How Transistors Work

Transistors are devices that control the movement of electrons, and consequently, electricity. They work something like a water faucet -- not only do they start and stop the flow of a current, but they also control the amount of the current. With electricity, transistors can both switch or amplify electronic signals, letting you control current moving through a circuit board with precision.

The transistors made at Bell Labs were initially made from the element germanium. Scientists there knew pure germanium was a good insulator. But adding impurities (a process called doping) changed the germanium into a weak conductor, or semiconductor. Semiconductors are materials that have properties in-between insulators and conductors, allowing electrical conductivity in varying degrees.

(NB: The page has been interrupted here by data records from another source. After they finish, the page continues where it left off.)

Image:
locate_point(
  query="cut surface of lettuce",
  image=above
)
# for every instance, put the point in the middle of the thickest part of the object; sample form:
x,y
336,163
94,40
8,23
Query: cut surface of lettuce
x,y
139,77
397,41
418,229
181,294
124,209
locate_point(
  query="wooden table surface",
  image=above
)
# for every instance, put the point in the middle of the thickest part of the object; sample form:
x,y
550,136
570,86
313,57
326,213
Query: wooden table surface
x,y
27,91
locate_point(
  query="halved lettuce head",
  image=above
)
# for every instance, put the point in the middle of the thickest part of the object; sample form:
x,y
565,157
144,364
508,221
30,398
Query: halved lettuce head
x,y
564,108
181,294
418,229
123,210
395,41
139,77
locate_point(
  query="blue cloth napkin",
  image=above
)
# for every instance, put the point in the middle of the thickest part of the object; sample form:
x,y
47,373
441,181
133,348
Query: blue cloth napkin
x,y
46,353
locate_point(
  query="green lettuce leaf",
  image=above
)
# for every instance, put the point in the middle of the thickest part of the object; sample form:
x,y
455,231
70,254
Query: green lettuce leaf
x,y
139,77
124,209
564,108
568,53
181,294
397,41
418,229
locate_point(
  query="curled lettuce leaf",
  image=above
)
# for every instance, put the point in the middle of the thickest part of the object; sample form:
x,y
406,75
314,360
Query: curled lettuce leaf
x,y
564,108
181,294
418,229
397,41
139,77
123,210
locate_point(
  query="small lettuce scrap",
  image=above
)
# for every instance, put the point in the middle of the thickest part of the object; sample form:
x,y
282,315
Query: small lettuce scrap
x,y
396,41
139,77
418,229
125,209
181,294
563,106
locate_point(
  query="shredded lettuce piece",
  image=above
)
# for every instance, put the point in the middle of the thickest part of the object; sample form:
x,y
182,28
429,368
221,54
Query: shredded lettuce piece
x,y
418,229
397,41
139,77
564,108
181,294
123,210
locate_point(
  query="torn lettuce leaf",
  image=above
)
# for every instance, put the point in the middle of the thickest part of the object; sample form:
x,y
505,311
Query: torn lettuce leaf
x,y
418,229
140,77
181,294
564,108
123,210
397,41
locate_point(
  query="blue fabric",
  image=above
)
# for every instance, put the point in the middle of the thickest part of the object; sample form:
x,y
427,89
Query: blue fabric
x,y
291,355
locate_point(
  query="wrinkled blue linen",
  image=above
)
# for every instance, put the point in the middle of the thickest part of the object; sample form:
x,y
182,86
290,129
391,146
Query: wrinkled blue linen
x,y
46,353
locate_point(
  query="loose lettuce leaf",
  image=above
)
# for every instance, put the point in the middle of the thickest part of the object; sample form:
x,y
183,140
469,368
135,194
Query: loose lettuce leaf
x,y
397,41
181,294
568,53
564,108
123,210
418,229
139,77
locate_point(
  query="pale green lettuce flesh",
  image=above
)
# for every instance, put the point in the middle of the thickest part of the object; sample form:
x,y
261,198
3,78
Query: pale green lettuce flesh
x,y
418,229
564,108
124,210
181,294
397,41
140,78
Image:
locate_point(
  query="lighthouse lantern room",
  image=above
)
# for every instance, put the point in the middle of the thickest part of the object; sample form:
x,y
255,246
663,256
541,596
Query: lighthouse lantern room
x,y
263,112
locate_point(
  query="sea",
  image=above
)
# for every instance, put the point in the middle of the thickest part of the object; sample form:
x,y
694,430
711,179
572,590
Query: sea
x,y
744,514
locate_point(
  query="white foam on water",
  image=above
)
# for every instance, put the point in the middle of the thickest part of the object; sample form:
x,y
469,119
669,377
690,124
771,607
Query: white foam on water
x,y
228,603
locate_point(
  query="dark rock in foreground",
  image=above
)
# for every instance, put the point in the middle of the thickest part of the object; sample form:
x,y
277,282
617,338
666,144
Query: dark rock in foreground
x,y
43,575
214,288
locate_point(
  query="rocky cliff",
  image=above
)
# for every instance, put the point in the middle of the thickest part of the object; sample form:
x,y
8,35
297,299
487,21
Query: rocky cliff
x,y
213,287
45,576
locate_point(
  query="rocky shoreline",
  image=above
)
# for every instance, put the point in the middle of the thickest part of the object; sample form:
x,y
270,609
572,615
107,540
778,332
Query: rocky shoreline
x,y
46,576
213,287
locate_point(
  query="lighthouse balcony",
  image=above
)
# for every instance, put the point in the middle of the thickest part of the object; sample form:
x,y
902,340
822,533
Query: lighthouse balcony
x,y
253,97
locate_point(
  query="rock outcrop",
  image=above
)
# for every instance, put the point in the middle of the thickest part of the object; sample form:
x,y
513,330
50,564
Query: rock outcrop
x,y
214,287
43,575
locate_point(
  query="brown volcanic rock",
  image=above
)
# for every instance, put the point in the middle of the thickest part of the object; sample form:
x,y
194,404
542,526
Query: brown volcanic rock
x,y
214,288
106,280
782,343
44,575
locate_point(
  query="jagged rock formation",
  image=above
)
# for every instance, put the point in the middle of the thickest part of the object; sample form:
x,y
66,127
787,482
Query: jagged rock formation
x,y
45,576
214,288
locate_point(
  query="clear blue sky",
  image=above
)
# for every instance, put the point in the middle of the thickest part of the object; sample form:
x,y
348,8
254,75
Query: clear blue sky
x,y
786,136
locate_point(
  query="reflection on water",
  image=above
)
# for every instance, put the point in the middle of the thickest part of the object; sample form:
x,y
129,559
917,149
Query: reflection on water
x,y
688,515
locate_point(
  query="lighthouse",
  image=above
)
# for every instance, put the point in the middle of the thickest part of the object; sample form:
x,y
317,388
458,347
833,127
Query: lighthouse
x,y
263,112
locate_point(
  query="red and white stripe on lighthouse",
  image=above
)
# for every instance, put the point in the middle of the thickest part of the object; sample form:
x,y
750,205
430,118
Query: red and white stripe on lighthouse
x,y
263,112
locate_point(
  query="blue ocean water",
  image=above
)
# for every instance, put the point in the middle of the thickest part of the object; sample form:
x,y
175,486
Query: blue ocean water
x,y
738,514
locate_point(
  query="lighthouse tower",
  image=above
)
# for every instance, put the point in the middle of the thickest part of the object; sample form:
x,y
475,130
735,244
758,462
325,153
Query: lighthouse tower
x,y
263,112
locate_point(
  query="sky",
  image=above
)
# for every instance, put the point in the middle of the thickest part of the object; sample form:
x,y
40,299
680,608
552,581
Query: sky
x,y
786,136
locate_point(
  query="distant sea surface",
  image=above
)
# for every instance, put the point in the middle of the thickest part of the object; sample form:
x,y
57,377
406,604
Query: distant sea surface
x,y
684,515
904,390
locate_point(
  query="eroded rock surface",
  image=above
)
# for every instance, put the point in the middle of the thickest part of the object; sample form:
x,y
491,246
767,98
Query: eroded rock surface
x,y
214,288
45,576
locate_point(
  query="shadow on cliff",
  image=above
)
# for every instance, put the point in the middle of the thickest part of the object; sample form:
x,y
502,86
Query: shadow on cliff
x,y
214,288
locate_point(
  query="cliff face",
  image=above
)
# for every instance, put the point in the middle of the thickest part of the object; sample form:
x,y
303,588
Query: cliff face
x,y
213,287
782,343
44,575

The timing of the invention of transistors was no accident. To work properly, transistors require pure semiconductor materials. It just so happened that right after World War II, improvements in germanium refinement, as well as advances in doping, made germanium suitable for semiconductor applications.

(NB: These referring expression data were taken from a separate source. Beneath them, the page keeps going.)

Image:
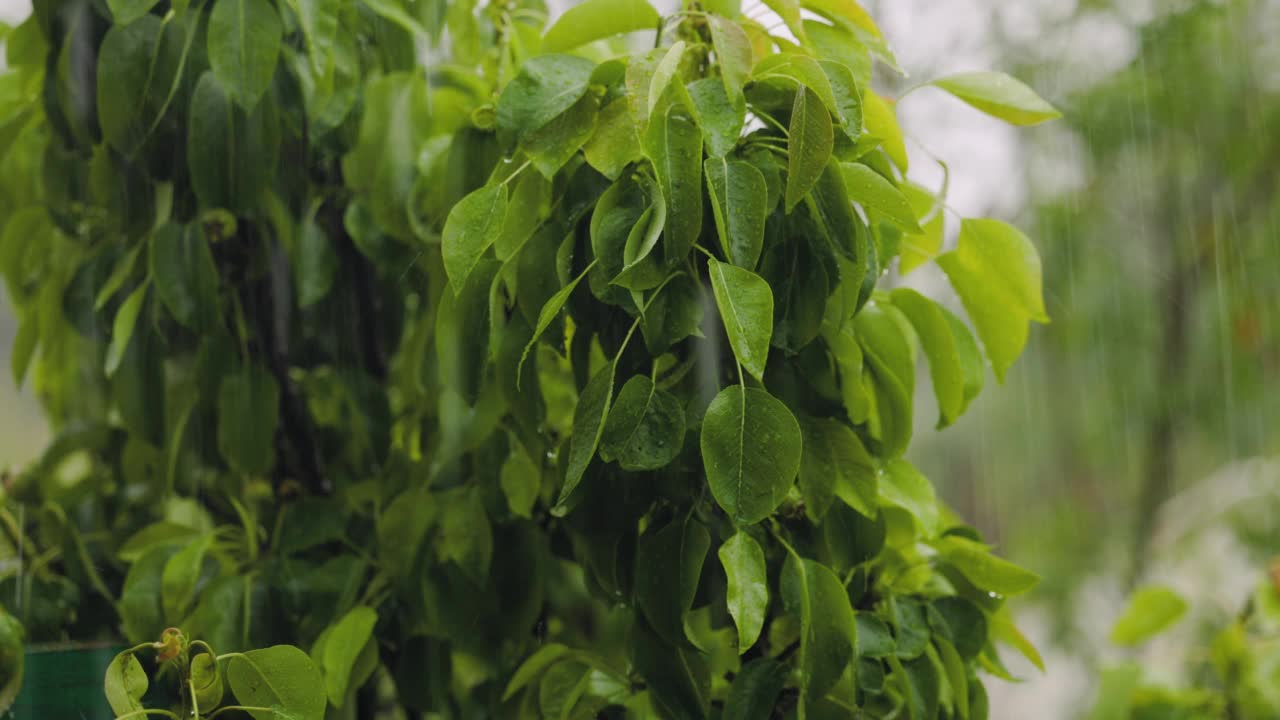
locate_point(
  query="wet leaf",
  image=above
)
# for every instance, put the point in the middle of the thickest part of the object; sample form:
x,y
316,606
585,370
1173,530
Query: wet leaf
x,y
750,451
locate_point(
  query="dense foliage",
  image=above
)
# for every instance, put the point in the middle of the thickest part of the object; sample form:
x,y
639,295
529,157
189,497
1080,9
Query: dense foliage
x,y
547,379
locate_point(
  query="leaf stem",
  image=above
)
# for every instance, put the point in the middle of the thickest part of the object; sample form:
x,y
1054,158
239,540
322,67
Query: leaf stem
x,y
150,711
229,707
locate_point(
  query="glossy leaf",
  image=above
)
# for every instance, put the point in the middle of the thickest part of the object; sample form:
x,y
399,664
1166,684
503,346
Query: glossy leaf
x,y
247,413
668,565
545,87
181,577
675,145
593,408
734,51
748,592
1000,95
1151,611
597,19
996,273
737,194
938,342
616,141
471,227
983,569
122,328
835,464
881,124
346,641
184,276
872,191
746,308
231,153
645,428
277,677
126,683
752,446
904,486
809,144
243,48
816,597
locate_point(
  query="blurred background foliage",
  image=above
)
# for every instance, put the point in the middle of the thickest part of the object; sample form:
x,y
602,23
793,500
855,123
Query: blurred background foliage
x,y
1129,443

Depending on the element used for doping, the resulting germanium layer was either negative type (N-type), or positive type (P-type). In an N-type layer, the doping element added electrons to the germanium, making it easier for electrons to surge out. Conversely, in a P-type layer, specific doping elements caused the germanium to lose electrons, thus, electrons from adjacent materials flowed towards it.

Place the N-type and P-type adjacent to each other and you create a P-N diode. This diode allows an electrical current to flow, but in only one direction, a useful property in the construction of electronic circuits.

Full-fledged transistors were the next step. To create transistors, engineers layered doped germanium to make two layers back to back, in a configuration of either P-N-P or N-P-N. The point of contact was called a junction, thus the name junction transistor.

With an electrical current applied to the center layer (called the base), electrons will move from the N-type side to the P-type side. The initial small trickle acts as a switch that allows much larger current to flow. In an electric circuit, this means that transistors are acting as both a switch and an amplifier.

These days, in place of germanium, commercial electronics use silicon-based semiconductors, which are more reliable and more affordable than germanium-based transistors. But once the technology caught on, germanium transistors were in widespread use for more than 20 years.